Oliver Wakeman, son of Rick Wakeman, played keyboards for Yes from 2008 to 2011. His contributions can be heard on In the Present – Live from Lyon (2011) and From a Page (2019), continuing the band’s legacy of intricate keyboard work.

Billy Sherwood

Billy Sherwood’s association with Yes began in 1991 as a session musician, evolved to a touring member in 1994, and he became a full-time member from 1997 to 2000 and then again from 2015 to the present. Sherwood’s contributions to Yes span bass guitar, keyboards, guitar, and backing vocals, with additional roles in lead vocals, timpani, and harmonica.

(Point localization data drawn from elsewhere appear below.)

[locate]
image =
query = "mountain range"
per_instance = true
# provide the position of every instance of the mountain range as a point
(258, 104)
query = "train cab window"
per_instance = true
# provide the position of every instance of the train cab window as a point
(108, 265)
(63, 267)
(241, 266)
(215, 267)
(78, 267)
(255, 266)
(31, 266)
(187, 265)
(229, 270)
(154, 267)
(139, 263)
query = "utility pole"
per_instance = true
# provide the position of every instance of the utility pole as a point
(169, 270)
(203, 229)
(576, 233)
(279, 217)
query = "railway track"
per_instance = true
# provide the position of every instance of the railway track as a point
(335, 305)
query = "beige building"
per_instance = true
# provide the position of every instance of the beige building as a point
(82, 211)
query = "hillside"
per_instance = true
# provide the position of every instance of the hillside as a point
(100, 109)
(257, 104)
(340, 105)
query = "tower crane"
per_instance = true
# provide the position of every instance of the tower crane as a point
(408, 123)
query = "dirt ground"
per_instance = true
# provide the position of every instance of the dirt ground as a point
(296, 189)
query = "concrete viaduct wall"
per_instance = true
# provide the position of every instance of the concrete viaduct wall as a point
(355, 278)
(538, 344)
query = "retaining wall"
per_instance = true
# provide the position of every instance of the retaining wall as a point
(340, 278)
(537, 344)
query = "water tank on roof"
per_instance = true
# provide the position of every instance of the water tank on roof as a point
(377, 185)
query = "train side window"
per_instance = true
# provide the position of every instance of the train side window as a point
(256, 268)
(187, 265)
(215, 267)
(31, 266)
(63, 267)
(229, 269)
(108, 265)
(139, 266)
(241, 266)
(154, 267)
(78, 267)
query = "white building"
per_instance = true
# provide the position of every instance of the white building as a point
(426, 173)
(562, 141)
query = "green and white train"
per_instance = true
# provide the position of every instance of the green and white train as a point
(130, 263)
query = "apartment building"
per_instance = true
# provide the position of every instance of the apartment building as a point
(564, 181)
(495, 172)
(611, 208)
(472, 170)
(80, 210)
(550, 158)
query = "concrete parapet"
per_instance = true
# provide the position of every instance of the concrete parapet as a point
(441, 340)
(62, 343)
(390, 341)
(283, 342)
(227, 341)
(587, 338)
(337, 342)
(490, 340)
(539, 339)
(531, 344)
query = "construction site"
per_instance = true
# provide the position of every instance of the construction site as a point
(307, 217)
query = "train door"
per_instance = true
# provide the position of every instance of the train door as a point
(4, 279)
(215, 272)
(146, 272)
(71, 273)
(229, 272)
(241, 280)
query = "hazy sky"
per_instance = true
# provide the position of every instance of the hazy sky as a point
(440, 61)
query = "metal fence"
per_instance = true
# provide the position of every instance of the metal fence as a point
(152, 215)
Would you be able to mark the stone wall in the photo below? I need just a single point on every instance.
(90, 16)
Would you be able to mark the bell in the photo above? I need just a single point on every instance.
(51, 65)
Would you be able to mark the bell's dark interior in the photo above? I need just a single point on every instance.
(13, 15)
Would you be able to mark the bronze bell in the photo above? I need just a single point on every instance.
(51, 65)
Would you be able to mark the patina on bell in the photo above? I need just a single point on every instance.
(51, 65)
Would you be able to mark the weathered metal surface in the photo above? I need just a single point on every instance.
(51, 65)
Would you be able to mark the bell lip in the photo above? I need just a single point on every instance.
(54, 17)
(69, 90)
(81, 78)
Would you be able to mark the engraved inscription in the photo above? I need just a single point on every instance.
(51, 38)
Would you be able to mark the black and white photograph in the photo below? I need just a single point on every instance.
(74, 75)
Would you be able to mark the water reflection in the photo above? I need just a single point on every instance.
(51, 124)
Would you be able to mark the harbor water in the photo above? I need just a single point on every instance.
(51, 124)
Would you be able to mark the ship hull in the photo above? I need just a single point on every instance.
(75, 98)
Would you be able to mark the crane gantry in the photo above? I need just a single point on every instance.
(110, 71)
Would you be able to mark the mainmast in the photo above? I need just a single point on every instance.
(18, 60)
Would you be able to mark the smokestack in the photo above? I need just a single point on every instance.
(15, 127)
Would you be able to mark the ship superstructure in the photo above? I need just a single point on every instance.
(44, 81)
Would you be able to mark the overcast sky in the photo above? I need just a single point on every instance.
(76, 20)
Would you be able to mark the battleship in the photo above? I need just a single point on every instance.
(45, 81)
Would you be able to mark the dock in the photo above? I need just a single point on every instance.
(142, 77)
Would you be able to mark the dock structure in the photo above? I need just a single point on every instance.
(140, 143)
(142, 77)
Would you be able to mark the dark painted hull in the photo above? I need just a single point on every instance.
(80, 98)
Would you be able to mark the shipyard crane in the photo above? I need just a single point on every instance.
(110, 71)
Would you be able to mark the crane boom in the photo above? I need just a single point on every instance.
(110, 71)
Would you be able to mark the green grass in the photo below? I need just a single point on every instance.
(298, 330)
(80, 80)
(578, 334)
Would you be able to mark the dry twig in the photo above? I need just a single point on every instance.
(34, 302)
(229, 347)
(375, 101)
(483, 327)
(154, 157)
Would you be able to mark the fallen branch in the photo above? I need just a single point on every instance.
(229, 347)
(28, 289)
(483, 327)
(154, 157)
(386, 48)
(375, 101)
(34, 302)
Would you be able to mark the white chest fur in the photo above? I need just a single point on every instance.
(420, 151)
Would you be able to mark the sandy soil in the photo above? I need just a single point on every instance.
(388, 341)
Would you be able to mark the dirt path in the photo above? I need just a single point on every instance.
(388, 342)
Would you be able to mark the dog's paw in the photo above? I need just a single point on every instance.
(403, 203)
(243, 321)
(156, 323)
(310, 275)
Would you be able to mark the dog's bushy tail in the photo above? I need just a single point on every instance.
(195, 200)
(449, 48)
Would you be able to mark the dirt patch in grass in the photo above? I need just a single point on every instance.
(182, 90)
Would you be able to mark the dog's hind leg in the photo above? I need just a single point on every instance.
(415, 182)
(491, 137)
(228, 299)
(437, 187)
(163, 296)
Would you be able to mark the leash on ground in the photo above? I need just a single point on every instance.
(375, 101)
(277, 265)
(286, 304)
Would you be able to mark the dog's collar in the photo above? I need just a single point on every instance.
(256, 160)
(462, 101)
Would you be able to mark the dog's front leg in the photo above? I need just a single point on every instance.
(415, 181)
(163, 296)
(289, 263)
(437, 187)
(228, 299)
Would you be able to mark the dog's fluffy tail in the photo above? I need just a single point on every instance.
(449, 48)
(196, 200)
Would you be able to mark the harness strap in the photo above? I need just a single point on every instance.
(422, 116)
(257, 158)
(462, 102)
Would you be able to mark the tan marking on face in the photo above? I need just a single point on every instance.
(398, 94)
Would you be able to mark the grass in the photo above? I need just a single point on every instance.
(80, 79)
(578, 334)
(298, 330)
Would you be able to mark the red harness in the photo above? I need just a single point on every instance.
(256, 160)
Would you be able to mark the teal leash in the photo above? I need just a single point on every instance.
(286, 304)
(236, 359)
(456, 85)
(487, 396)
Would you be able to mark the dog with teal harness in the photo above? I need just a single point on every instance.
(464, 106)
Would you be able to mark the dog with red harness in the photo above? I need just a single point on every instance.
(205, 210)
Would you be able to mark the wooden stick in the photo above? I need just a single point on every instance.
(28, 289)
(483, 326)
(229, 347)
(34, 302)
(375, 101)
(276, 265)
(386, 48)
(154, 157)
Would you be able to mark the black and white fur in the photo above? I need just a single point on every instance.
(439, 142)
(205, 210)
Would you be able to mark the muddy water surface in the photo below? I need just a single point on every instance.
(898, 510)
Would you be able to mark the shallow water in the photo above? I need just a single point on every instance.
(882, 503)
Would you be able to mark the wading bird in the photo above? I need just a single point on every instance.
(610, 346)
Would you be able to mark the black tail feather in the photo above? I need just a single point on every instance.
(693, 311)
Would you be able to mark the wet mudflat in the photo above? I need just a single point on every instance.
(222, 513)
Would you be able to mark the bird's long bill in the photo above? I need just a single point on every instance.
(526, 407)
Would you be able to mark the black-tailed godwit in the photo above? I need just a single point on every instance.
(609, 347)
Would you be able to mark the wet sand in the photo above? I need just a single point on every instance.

His work is featured on all Yes releases from Open Your Eyes (1997) to House of Yes: Live from House of Blues (2000), and all new releases from Topographic Drama – Live Across America (2017) onwards. Sherwood’s versatility and multi-instrumental skills have made him a key figure in Yes’s later years, helping to carry forward the band’s legacy.

Jon Davison

Jon Davison joined Yes in 2012 as the lead vocalist, bringing additional talents on guitar, percussion, and keyboards. His tenure with the band has seen contributions to all new Yes releases from Heaven & Earth (2014) onwards. Davison’s voice has been noted for its similarities to original Yes vocalist Jon Anderson, helping to maintain the band’s iconic sound while contributing to its ongoing evolution.

Jay Schellen

Jay Schellen has been associated with Yes as a touring drummer from 2016 to 2017 and from 2018 to 2023, before becoming a full member in 2023. In addition to drums and percussion, he has provided backing vocals. Schellen’s work is featured on live albums such as Topographic Drama – Live Across America (2017) and 50 Live (2019), as well as studio albums including The Quest (2021) (as a session percussionist) and Mirror to the Sky (2023). His dynamic drumming has contributed to the band’s live energy and studio recordings in recent years.’